Can, “Bunu başarabilirim,” diye kendi kendine cesaret vermiş. Önce büyük dikenleri yavaşça yana itmiş, ardından daha küçük olanları tek tek çıkarmış. Ellerinin acısını hissetse de bir an bile tereddüt etmemiş. Tavşan ise korkuyla bir köşeye sinmiş halde onu izliyormuş.
Sonunda, dikenlerin arasına sıkışmış tavşanın minicik patisini serbest bırakmayı başarmış. Tavşan, bir anda yerinden zıplamış, ama sonra dönüp Can’a bakmış. Küçük, parlak gözleri adeta minnetle dolmuş.
Sanki teşekkür eder gibi başını eğmiş ve yavaşça uzaklaşmaya başlamış. Can, tavşanı izlerken kalbinin sıcak bir mutlulukla dolduğunu hissetmiş. Bu küçük tavşana yardım etmek, ona ne kadar güçlü ve iyi bir çocuk olduğunu hatırlatmış.
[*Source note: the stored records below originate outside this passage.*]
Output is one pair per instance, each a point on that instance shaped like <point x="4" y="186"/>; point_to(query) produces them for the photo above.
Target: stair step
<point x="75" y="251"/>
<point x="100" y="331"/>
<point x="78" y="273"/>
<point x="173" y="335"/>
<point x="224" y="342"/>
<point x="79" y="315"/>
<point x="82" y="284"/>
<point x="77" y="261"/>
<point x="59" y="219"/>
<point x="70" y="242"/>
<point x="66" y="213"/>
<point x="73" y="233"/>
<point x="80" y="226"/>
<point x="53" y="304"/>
Can, ormanda biraz daha ilerledikten sonra büyük bir meşe ağacının altında kavga eden iki sincap görmüş. Sincaplar, birbirlerine bağırıyor ve dallardan aşağı meşe palamutları atıyormuş. Can, onların yanına giderek kollarını iki yana açmış. “Hey, neden kavga ediyorsunuz? Bir sorununuz varsa, birlikte çözebiliriz,” demiş.
Birinci sincap, öfkeyle kuyruğunu sallayarak, “Bu palamutları ben buldum! Günlerdir topluyorum, hepsi benim!” diye bağırmış. Diğeri ise kollarını göğsüne kavuşturmuş ve burnunu havaya kaldırarak, “Ama bu ağacı ilk ben gördüm! O yüzden bütün palamutlar benim hakkım!” diye cevap vermiş.
Can, sincapların tartışmasını bir süre dinlemiş, sonra derin bir nefes alarak aralarına girmiş. “Hey, dostlar! Neden böyle kavga ediyorsunuz? Palamutları paylaşsanız hem ikiniz de mutlu olursunuz hem de kavga etmek yerine daha çok palamut toplayabilirsiniz,” demiş.
Sincaplar bir an durup birbirlerine şüpheyle bakmışlar. Birinci sincap, “Ama… Ya o hepsini alırsa?” diye sormuş. Diğer sincap da, “Ya bana yardım etmezse?” diyerek endişesini dile getirmiş.
Can, gülümseyerek, “Kavga ederek hiçbir şey kazanamazsınız. Ama birlikte çalışırsanız, çok daha fazla palamut toplayabilirsiniz. Hem belki birbirinize yardım ederken çok iyi arkadaş olursunuz,” demiş.
Sincaplar bu kez başlarını sallayarak düşünmüşler. Sonunda birinci sincap, “Haklısın, belki de kavga etmek yerine beraber çalışmalıyız,” demiş. Diğeri ise kuyruğunu oynatarak, “Evet, böyle daha fazla palamudumuz olur!” diye eklemiş.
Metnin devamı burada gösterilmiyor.